Rest assured, this is just the opening shot. Ministers are gearing up to exploit the April jobs summit of the Group of Seven leading industrial countries for all its worth. They will do their utmost to turn the conference in Lille into a platform for their electoral battle cry: Britain as the enterprise centre of Europe. Whatever their motives, Ms Shephard and Chancellor Kenneth Clarke will be able to present a strong case when they meet their G7 counterparts in France.

The controversial reforms that have put employers in the driving seat, bringing a US-style flexibility to the labour market, are enabling Britain to do better on the jobs front than the rest of Europe. The tide is turning against the more rigid employment structures there, which have been sustained by continuing union power and a political commitment to social partnership.

But if the Tories' message of success on unemployment rings hollow, it won't just be because of the unpalatable social consequences, like a drastic increase in income inequality. There's another reason: the UK's achievement on jobs isn't all it's cracked up to be. Britain may now be doing better than its European neighbours, but it still isn't doing that well.

On the face of it, the divergence is certainly striking. An unexpectedly large fall of almost 30,000 in UK unemployment in January came hard on a 59,000 rise in Germany that took unemployment to levels not seen since the dying days of the Weimar Republic. The UK decline was the 29th month running the jobless count had fallen. By contrast, Germany saw its sixth consecutive monthly increase.

Using internationally comparable figures, the emerging gap between UK and European performance is still starker. As the chart shows, Britain's unemployment rate used to be higher than the European average. Now it is some two-and-a-half percentage points less than the 11 per cent rate prevailing in the European Union.

The pay-off from the flexible labour market has been most apparent in the economy's response to the fall in the pound in the 1990s.

In the past, depreciation never paid off. Initial competitive gains for exporters and home producers were quickly dissipated as unions pushed up wages to compensate for rising prices. This was a principal reason why hard currency countries like Germany found they could live with rising exchange rates. Time and again, depreciating neighbours threw away their initial advantage.

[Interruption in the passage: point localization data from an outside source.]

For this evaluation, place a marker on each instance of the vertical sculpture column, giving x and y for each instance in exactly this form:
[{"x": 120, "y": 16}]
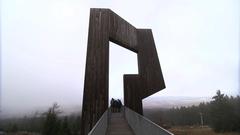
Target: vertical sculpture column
[
  {"x": 105, "y": 26},
  {"x": 95, "y": 99}
]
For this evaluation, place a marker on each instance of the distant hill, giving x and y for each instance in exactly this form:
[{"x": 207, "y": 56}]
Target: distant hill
[
  {"x": 150, "y": 103},
  {"x": 171, "y": 101}
]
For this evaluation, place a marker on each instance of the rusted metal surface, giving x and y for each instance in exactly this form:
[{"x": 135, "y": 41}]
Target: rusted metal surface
[{"x": 105, "y": 26}]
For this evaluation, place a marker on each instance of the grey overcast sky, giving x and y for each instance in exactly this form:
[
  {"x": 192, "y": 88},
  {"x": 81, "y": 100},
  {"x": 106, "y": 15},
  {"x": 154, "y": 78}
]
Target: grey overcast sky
[{"x": 43, "y": 48}]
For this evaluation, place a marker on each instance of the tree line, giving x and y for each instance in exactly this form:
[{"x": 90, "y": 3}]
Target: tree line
[
  {"x": 50, "y": 122},
  {"x": 222, "y": 114}
]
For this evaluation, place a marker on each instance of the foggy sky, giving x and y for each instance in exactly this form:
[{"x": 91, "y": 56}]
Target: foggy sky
[{"x": 43, "y": 48}]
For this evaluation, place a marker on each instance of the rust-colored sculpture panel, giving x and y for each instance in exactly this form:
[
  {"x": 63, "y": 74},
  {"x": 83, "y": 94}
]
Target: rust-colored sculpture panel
[{"x": 105, "y": 26}]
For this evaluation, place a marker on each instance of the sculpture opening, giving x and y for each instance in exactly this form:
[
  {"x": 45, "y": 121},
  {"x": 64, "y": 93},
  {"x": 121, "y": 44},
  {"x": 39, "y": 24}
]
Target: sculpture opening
[{"x": 121, "y": 61}]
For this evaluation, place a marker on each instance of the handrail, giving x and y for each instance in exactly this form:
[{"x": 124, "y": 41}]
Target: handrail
[
  {"x": 100, "y": 127},
  {"x": 143, "y": 126}
]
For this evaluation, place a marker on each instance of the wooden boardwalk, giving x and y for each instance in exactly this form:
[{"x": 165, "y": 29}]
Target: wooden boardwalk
[{"x": 118, "y": 125}]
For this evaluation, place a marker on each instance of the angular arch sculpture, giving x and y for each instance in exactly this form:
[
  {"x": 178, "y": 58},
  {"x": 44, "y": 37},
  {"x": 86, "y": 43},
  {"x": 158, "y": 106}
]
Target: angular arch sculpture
[{"x": 105, "y": 26}]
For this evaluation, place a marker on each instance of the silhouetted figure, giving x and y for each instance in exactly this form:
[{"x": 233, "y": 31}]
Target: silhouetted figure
[
  {"x": 119, "y": 105},
  {"x": 112, "y": 105}
]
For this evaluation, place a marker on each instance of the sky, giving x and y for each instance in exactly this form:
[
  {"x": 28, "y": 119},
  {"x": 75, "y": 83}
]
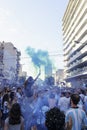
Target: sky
[{"x": 35, "y": 23}]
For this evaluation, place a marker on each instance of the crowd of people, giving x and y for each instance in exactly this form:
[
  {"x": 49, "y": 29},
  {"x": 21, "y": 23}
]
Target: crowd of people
[{"x": 33, "y": 107}]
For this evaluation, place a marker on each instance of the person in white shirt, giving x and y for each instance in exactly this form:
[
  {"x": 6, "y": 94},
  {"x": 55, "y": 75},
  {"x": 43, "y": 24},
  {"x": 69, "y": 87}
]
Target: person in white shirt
[{"x": 64, "y": 102}]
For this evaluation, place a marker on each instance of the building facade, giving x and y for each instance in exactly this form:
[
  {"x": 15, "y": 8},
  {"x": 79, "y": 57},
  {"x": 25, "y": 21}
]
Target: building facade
[
  {"x": 75, "y": 42},
  {"x": 9, "y": 63}
]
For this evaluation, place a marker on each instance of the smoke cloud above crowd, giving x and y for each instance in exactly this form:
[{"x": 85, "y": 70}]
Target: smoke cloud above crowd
[{"x": 38, "y": 57}]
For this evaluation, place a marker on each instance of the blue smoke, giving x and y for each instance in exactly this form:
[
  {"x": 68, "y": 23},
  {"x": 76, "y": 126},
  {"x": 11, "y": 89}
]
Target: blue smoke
[{"x": 38, "y": 57}]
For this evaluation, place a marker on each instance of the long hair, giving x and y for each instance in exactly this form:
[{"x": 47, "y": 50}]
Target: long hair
[{"x": 15, "y": 114}]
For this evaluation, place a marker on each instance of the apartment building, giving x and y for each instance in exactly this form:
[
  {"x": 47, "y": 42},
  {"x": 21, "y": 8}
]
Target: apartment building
[
  {"x": 75, "y": 42},
  {"x": 9, "y": 63}
]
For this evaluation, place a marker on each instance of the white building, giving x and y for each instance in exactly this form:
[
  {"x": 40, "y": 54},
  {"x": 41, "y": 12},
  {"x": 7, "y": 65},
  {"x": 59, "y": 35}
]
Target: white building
[
  {"x": 10, "y": 62},
  {"x": 75, "y": 42}
]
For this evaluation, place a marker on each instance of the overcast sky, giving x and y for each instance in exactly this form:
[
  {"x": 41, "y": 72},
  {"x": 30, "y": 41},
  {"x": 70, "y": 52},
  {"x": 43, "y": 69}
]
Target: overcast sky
[{"x": 35, "y": 23}]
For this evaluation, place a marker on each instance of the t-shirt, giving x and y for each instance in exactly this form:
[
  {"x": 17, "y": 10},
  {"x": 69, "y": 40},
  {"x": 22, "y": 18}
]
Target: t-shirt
[
  {"x": 63, "y": 103},
  {"x": 14, "y": 127},
  {"x": 78, "y": 118}
]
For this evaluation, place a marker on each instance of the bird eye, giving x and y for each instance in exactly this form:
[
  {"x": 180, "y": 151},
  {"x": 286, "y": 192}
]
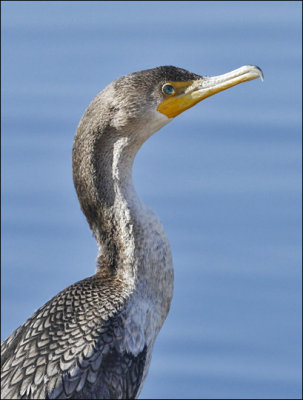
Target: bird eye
[{"x": 168, "y": 89}]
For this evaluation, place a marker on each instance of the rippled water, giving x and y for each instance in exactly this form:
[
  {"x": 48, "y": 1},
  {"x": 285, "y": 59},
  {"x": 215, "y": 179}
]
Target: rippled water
[{"x": 224, "y": 177}]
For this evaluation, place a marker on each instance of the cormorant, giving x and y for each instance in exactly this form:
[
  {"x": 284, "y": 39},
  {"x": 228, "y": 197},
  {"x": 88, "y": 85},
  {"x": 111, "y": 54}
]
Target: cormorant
[{"x": 94, "y": 339}]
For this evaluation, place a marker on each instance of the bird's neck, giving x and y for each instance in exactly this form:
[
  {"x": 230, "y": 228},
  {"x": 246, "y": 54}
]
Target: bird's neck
[{"x": 102, "y": 169}]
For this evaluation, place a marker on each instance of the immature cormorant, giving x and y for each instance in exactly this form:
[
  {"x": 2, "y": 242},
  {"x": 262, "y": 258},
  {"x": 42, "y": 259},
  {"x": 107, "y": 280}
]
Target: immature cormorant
[{"x": 94, "y": 339}]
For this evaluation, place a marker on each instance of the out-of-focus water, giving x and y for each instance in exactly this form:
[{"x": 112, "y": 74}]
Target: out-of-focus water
[{"x": 224, "y": 177}]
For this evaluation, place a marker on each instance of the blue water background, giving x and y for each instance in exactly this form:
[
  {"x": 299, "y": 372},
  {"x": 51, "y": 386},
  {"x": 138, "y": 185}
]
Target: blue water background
[{"x": 225, "y": 178}]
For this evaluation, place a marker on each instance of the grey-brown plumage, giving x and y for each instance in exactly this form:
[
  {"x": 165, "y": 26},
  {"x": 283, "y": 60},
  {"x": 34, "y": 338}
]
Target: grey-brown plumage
[
  {"x": 75, "y": 346},
  {"x": 94, "y": 339}
]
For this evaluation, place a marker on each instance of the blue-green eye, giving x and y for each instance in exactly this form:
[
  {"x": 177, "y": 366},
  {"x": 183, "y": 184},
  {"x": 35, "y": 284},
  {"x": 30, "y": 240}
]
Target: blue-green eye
[{"x": 168, "y": 89}]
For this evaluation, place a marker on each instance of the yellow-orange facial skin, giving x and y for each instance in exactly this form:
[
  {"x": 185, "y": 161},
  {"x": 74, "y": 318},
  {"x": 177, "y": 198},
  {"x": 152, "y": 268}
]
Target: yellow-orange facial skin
[{"x": 187, "y": 94}]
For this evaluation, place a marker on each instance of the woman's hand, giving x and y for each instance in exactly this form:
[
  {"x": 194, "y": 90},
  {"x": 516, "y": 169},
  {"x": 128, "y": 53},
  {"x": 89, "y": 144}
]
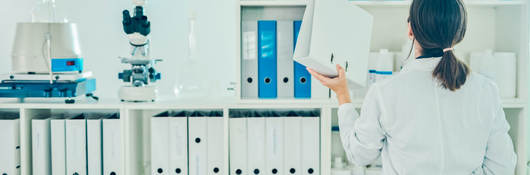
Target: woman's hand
[{"x": 339, "y": 84}]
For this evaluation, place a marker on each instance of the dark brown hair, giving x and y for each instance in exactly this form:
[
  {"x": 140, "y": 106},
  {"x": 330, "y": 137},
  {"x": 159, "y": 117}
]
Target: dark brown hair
[{"x": 440, "y": 24}]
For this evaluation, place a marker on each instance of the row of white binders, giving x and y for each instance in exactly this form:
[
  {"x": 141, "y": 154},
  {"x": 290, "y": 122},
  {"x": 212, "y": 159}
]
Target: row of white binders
[
  {"x": 9, "y": 144},
  {"x": 267, "y": 67},
  {"x": 274, "y": 142},
  {"x": 187, "y": 142},
  {"x": 260, "y": 142},
  {"x": 85, "y": 144}
]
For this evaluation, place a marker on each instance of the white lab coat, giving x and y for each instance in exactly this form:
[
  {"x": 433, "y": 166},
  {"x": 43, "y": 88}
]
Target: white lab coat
[{"x": 419, "y": 128}]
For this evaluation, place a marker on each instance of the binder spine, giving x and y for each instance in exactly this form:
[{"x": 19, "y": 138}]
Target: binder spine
[
  {"x": 267, "y": 60},
  {"x": 302, "y": 78}
]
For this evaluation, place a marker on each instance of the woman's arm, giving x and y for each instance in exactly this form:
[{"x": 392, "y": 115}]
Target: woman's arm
[
  {"x": 362, "y": 136},
  {"x": 500, "y": 157}
]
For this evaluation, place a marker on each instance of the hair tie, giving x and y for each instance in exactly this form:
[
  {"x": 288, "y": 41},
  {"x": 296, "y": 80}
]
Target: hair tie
[{"x": 448, "y": 49}]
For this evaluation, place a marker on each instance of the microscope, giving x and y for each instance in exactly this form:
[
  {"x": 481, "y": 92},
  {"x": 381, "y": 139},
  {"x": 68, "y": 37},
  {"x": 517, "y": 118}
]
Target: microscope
[{"x": 142, "y": 74}]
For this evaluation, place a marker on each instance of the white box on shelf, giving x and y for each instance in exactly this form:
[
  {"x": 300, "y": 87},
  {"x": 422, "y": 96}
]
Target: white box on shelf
[
  {"x": 112, "y": 147},
  {"x": 160, "y": 145},
  {"x": 178, "y": 145},
  {"x": 9, "y": 146},
  {"x": 76, "y": 146},
  {"x": 40, "y": 133}
]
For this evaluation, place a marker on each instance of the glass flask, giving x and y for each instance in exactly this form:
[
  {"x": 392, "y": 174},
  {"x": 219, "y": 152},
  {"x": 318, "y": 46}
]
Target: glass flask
[{"x": 190, "y": 82}]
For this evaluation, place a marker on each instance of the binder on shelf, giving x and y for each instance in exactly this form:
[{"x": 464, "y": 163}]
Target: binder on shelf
[
  {"x": 76, "y": 146},
  {"x": 160, "y": 144},
  {"x": 198, "y": 145},
  {"x": 94, "y": 147},
  {"x": 40, "y": 135},
  {"x": 267, "y": 60},
  {"x": 178, "y": 145},
  {"x": 292, "y": 142},
  {"x": 310, "y": 145},
  {"x": 238, "y": 145},
  {"x": 215, "y": 145},
  {"x": 10, "y": 145},
  {"x": 249, "y": 59},
  {"x": 302, "y": 78},
  {"x": 112, "y": 153},
  {"x": 285, "y": 61},
  {"x": 256, "y": 145},
  {"x": 325, "y": 41},
  {"x": 58, "y": 146},
  {"x": 274, "y": 140}
]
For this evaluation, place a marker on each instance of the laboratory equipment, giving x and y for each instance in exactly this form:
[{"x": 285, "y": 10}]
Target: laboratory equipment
[
  {"x": 142, "y": 73},
  {"x": 326, "y": 39},
  {"x": 47, "y": 62},
  {"x": 190, "y": 83}
]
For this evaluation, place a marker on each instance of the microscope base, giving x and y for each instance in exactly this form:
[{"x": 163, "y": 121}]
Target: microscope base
[{"x": 138, "y": 94}]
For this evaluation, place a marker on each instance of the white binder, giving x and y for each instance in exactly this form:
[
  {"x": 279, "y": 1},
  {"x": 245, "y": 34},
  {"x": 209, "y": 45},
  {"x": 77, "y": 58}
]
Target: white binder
[
  {"x": 9, "y": 146},
  {"x": 215, "y": 145},
  {"x": 160, "y": 145},
  {"x": 238, "y": 146},
  {"x": 94, "y": 147},
  {"x": 274, "y": 146},
  {"x": 292, "y": 142},
  {"x": 249, "y": 59},
  {"x": 112, "y": 153},
  {"x": 76, "y": 147},
  {"x": 40, "y": 134},
  {"x": 256, "y": 144},
  {"x": 319, "y": 91},
  {"x": 326, "y": 39},
  {"x": 310, "y": 146},
  {"x": 58, "y": 146},
  {"x": 285, "y": 62},
  {"x": 198, "y": 145},
  {"x": 178, "y": 145}
]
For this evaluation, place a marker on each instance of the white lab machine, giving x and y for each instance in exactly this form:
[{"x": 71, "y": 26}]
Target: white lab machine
[{"x": 47, "y": 62}]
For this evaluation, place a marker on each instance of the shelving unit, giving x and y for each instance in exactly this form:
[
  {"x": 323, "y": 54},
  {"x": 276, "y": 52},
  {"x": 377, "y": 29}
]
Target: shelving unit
[
  {"x": 499, "y": 25},
  {"x": 487, "y": 18}
]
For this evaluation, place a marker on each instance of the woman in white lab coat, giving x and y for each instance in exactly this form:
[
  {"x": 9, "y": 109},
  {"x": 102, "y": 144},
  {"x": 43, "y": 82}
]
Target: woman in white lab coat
[{"x": 436, "y": 116}]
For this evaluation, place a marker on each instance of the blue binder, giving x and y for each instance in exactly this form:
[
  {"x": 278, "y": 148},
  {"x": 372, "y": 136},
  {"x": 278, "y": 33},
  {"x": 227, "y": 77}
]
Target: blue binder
[
  {"x": 267, "y": 60},
  {"x": 302, "y": 78}
]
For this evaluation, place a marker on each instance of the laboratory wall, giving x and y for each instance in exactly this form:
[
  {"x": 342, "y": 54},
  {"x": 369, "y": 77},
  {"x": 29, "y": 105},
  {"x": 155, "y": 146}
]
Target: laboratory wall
[{"x": 103, "y": 40}]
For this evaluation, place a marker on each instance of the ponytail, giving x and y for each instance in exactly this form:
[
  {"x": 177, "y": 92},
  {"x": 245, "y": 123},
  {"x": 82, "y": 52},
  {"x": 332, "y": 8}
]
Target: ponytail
[
  {"x": 451, "y": 72},
  {"x": 438, "y": 25}
]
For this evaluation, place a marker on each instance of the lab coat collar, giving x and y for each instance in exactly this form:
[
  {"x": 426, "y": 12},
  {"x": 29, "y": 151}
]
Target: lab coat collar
[{"x": 424, "y": 64}]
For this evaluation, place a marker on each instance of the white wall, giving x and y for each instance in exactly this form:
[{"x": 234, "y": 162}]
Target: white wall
[{"x": 103, "y": 40}]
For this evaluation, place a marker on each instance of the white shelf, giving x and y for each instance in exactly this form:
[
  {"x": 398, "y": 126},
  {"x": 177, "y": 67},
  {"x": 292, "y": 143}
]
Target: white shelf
[
  {"x": 381, "y": 3},
  {"x": 210, "y": 104},
  {"x": 471, "y": 3},
  {"x": 273, "y": 3}
]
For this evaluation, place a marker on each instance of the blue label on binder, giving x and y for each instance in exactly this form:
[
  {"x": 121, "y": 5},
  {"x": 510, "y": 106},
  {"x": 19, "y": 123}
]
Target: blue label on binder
[
  {"x": 302, "y": 78},
  {"x": 67, "y": 64},
  {"x": 267, "y": 60}
]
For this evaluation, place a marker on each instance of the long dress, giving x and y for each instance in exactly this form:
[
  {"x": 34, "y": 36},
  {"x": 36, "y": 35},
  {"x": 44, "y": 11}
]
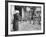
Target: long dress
[{"x": 15, "y": 22}]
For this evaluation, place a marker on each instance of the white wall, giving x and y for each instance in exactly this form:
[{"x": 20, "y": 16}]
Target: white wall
[{"x": 2, "y": 18}]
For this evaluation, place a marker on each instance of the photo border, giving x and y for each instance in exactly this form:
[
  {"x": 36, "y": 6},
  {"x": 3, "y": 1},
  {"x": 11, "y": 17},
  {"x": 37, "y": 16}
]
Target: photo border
[{"x": 6, "y": 17}]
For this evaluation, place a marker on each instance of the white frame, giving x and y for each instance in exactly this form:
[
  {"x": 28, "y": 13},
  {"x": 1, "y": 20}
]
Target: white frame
[{"x": 24, "y": 32}]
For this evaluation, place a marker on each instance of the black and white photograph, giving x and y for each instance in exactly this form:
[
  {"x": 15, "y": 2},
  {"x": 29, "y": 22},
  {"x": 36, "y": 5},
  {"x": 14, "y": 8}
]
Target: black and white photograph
[{"x": 25, "y": 18}]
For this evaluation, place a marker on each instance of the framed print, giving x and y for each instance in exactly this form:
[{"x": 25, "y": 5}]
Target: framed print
[{"x": 24, "y": 18}]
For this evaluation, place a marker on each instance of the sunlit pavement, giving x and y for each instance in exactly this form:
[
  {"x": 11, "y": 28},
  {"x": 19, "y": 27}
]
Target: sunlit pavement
[{"x": 26, "y": 26}]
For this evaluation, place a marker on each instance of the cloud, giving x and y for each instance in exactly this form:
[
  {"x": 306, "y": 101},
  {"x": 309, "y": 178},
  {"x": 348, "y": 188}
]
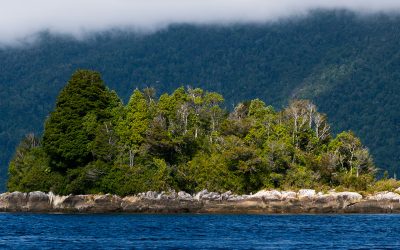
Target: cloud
[{"x": 22, "y": 19}]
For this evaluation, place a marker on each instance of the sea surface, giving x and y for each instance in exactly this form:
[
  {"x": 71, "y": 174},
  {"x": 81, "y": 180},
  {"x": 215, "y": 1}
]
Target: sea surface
[{"x": 117, "y": 231}]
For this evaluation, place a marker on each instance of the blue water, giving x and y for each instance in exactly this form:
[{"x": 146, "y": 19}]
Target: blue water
[{"x": 56, "y": 231}]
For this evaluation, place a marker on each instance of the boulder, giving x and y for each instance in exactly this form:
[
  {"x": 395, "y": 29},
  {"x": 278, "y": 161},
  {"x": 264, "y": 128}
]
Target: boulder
[
  {"x": 184, "y": 196},
  {"x": 306, "y": 193},
  {"x": 38, "y": 202},
  {"x": 385, "y": 196},
  {"x": 268, "y": 195},
  {"x": 288, "y": 195}
]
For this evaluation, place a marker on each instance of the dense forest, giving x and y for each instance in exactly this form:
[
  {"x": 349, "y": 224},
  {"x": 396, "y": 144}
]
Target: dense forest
[
  {"x": 346, "y": 64},
  {"x": 185, "y": 140}
]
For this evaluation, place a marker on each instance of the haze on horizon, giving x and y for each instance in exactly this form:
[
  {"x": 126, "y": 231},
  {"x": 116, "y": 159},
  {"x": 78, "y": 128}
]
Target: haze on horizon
[{"x": 21, "y": 20}]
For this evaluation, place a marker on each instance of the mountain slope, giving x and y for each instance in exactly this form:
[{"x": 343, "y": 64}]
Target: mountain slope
[{"x": 349, "y": 66}]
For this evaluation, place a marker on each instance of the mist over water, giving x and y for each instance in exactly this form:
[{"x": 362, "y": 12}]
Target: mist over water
[{"x": 21, "y": 20}]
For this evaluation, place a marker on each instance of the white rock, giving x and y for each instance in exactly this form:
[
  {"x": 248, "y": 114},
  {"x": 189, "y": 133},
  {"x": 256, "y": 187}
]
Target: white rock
[
  {"x": 389, "y": 196},
  {"x": 350, "y": 196},
  {"x": 268, "y": 194},
  {"x": 288, "y": 195},
  {"x": 306, "y": 193},
  {"x": 184, "y": 196},
  {"x": 211, "y": 196},
  {"x": 226, "y": 195},
  {"x": 200, "y": 194}
]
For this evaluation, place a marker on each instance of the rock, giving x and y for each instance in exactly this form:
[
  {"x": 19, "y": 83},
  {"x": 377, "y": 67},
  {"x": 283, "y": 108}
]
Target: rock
[
  {"x": 385, "y": 196},
  {"x": 212, "y": 196},
  {"x": 15, "y": 201},
  {"x": 349, "y": 196},
  {"x": 264, "y": 201},
  {"x": 56, "y": 201},
  {"x": 184, "y": 196},
  {"x": 225, "y": 196},
  {"x": 306, "y": 193},
  {"x": 38, "y": 201},
  {"x": 268, "y": 195},
  {"x": 200, "y": 194},
  {"x": 288, "y": 195}
]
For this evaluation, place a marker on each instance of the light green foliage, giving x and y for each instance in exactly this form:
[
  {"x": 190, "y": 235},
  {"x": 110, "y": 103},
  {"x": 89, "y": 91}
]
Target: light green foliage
[{"x": 184, "y": 141}]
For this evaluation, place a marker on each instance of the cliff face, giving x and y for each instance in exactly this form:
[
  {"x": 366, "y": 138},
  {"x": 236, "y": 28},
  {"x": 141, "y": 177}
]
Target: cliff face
[{"x": 263, "y": 202}]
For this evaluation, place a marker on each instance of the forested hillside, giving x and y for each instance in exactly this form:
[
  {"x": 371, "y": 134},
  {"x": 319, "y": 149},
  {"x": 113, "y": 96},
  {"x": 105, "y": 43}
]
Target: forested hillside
[
  {"x": 186, "y": 140},
  {"x": 347, "y": 65}
]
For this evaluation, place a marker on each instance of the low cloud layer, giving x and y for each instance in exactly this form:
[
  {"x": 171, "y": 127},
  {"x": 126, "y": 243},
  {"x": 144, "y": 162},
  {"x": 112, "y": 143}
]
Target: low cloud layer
[{"x": 22, "y": 19}]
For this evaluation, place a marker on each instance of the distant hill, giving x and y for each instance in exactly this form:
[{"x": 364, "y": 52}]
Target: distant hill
[{"x": 348, "y": 65}]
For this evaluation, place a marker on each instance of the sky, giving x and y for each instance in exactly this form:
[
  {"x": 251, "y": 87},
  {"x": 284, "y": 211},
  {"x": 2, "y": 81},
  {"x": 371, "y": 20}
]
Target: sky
[{"x": 21, "y": 20}]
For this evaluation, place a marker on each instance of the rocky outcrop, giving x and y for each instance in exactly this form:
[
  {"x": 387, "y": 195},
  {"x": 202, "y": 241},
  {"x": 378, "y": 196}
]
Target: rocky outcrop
[{"x": 262, "y": 202}]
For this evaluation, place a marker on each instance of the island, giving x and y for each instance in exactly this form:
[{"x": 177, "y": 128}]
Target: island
[{"x": 197, "y": 154}]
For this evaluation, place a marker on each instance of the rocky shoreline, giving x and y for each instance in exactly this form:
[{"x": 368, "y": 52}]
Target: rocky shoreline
[{"x": 305, "y": 201}]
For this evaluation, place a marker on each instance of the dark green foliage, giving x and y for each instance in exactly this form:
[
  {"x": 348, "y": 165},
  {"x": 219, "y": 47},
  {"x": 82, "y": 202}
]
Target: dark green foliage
[
  {"x": 184, "y": 141},
  {"x": 71, "y": 127},
  {"x": 348, "y": 65}
]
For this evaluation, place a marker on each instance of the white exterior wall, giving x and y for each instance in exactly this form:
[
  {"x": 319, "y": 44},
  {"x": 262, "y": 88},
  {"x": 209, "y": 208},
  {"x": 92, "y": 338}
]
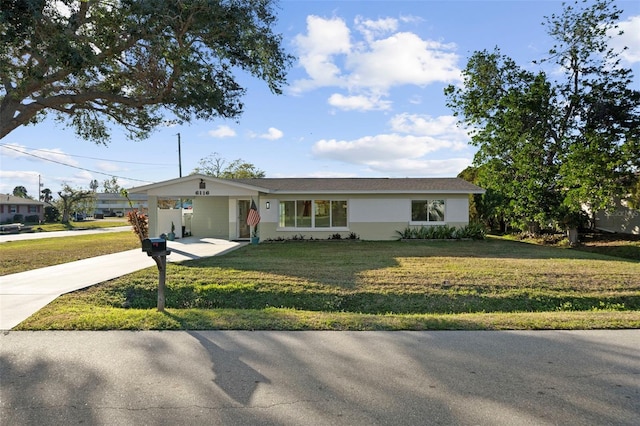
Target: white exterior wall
[
  {"x": 165, "y": 217},
  {"x": 210, "y": 217},
  {"x": 372, "y": 217}
]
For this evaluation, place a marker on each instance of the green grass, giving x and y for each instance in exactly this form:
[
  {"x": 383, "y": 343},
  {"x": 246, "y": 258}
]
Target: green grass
[
  {"x": 491, "y": 284},
  {"x": 87, "y": 224},
  {"x": 19, "y": 256}
]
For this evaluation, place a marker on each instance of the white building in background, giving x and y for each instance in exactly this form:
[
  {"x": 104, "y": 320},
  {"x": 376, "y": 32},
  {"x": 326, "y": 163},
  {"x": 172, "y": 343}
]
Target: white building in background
[
  {"x": 109, "y": 204},
  {"x": 371, "y": 208}
]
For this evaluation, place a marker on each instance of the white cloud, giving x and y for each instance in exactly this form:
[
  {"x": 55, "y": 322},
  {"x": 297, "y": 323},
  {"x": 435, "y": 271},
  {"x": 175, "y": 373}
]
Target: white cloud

But this self-defeating wage-price spiral in the UK has been conspicuous by its absence in the past three years. No less a figure than the director general of the Confederation of British Industry has even dared to read its obituary. Yet Adair Turner's judgement last month, for which he received unwarranted flak, was essentially correct.

Last year, for example, a 6 per cent fall in the pound and a 10 per cent rise in import prices did not provoke the sleeping dragon of wage inflation. The growth in the wage and salary bill last year of just over 3 per cent was less than retail price inflation. So in real terms earnings fell.

In stark contrast, Germany's system of wage determination through industry- wide collective bargaining has caught employers in a vice. This model used to be thought superior to the Anglo-Saxon decentralised system because it allowed for a co-ordinated response to changes in economic conditions. If, for example, the Bundesbank raised interest rates, German unions tended to moderate wage demands. The system, however, has not served Germany well in the 1990s. High wages in high productivity western Germany have now been thrust upon low productivity eastern Germany, destroying jobs in the process.

And pay negotiators failed to take into account the 5 per cent appreciation of the Deutschmark in 1995, even though it brought inflation down to well under 2 per cent. Following a high pay settlement in the engineering industry, wages generally grew some 5 per cent in 1995.

No nonsense about falling real wages in Germany, so no wonder there's now a jobs crisis in the Fatherland. Employers are no longer hiring German workers; instead they're hiring abroad. Companies are shifting production overseas like there's no tomorrow: there was a record outflow of direct investment in the first eleven months of DM43bn (pounds 19bn), over double that for 1994.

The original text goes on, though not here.